The steep decline in olive production has decreased the amount of work for farm laborers in Spain and forced the government to expand its safety net.
By Paolo DeAndreis
Nov. 2, 2022 12:43 UTC

The steep fall in esti­mated olive pro­duc­tion in Spain has had a dra­matic effect on employ­ment oppor­tu­ni­ties for sea­sonal agri­cul­tural work­ers.

Olive grow­ers are cur­rently reduc­ing work­days in the groves as many pro­duc­ers are expe­ri­enc­ing their worst har­vest in recent mem­ory.

The cen­tral gov­ern­ment in Madrid has approved new mea­sures to ease the access to unem­ploy­ment sup­port for field labor­ers in Extremadura and Andalusia, two of the three largest olive oil-pro­duc­ing regions in Spain.

See Also:Olive Oil Prices Hit Record Highs in Spain After Unprecedented Market Events

A royal decree approved by the Council of Ministers has reduced the num­ber of min­i­mum work­days needed for agri­cul­tural work­ers to access unem­ploy­ment sup­port and agrar­ian income from 20 days to 10 days.

Temporary work­ers are cru­cial for the olive sec­tor, and extended pub­lic sup­port has been acti­vated already.
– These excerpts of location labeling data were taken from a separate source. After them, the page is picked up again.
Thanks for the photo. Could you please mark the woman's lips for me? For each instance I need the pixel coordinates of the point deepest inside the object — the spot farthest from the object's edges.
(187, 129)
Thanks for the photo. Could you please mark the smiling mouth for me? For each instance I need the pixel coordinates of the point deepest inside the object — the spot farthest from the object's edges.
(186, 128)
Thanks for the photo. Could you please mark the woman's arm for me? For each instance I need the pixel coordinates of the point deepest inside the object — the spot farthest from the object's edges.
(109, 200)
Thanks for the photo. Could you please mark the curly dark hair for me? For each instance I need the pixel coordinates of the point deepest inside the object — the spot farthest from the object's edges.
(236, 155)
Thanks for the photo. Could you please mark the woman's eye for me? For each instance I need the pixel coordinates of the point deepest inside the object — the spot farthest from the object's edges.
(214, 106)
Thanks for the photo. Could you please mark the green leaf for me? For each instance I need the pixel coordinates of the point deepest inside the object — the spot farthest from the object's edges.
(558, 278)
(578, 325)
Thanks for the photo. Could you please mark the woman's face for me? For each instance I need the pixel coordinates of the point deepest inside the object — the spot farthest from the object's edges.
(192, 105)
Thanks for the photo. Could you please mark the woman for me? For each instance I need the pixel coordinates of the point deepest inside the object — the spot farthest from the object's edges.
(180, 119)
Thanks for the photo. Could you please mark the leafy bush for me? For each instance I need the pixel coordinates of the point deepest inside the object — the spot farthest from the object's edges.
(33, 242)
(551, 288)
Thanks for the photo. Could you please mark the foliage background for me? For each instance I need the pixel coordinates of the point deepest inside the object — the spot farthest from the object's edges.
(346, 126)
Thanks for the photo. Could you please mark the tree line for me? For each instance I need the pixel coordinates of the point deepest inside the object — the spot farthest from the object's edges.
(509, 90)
The mea­sures will allow sea­sonal work­ers to col­lect €460 per month.

The Spanish Ministry of Agriculture, Fishery and Food esti­mated that olive oil pro­duc­tion would drop to 780,000 tons in the 2022/23 crop year, 47 per­cent less than last sea­son.

This fig­ure, which rep­re­sents a sig­nif­i­cant reduc­tion com­pared to the pre­vi­ous year, has been due to the severe drought of the sum­mer period in the main pro­duc­ing areas, which has caused prob­lems in fruit set,” the min­istry said.

While esti­mates for the har­vest are sig­nif­i­cantly lower than nor­mal, the min­istry said, these esti­mates could increase accord­ing to the cli­matic evo­lu­tion and rain­fall that may occur in the com­ing weeks since the fruit is still in the process of oil accu­mu­la­tion.”

In March, the gov­ern­ment reduced the min­i­mum num­ber of work­days until the end of the year from 35 to 20. With the new mea­sure, pub­lic sup­port to tem­po­rary work­ers will be extended to June 2023.

According to El Mundo, this is the first time in Spanish his­tory that the min­i­mum work­days needed to access pub­lic sup­port are reduced to 10. In 1994, rural employ­ment leg­is­la­tion signed by the gov­ern­ment and unions was hailed as his­tor­i­cal, and it set the min­i­mum require­ment to 40 work­days.

In recent crop years, such as 2012 and 2019, when har­vest decreased by 50 per­cent com­pared to pre­vi­ous sea­sons, the min­i­mum require­ment was set at 20 days, and it is cred­ited with safe­guard­ing sea­sonal labor­ers.

The new royal decree, which went into effect imme­di­ately, also sought to safe­guard con­sumers from exces­sive energy price rises and recon­fig­ured the salaries in sev­eral pub­lic sec­tor worker cat­e­gories.